We hypothesized that diffusion is anisotropic in the surface zone of
cartilage where collagen structure is aligned and densely packed. A theoretical
model and experimental protocol for fluorescence imaging of continuous point
photobleaching (FICOPP) were developed to measure diffusional anisotropy.
Significant anisotropy was observed in ligament, a highly ordered collagenous
tissue. In less ordered articular cartilage, diffusional anisotropy was dependent
on site in the tissue and size of the diffusing molecule. These findings suggest
that diffusional transport of macromolecules is anisotropic in collagenous tissues,
with higher rates of diffusion along primary orientation of collagen fibers.
We hypothesized that structural differences in the pericellular matrix of
cartilage (PCM) would lead to differences in diffusive properties as compared to
the surrounding extracellular matrix (ECM).

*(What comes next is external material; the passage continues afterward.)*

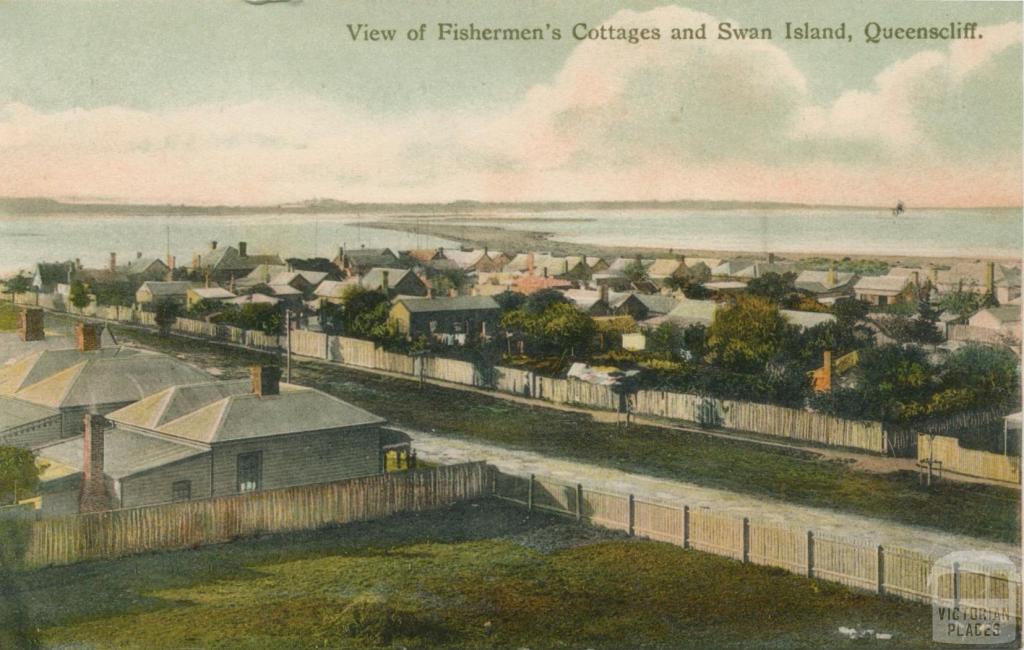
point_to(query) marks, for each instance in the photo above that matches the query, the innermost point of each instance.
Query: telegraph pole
(288, 345)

We modified the scanning
microphotolysis (SCAMP) technique to allow measurement of diffusion
coefficients within the PCM. Diffusion coefficients in the PCM were lower than
in the adjacent ECM in normal cartilage, but with early stage arthritis, the PCM
diffusivity was not different from that of the ECM. These data suggest that
breakdown of the PCM is an early step in arthritis development.
We hypothesized that compression of cartilage would cause site‐specific
diffusivity decreases and diffusional anisotropy increases. We utilized SCAMP
and FICOPP to measure diffusion coefficients and diffusional anisotropy in
cartilage as it was compressed. We found that diffusivity decreased and
anisotropy increased with increasing strain in a site‐specific manner. These
findings suggest that the high surface zone strains that lead to low diffusivity
and high anisotropy will decrease transport between cartilage and synovial fluid
in compressed cartilage. We have shown that matrix structure and composition
have a significant effect on diffusive transport in cartilage.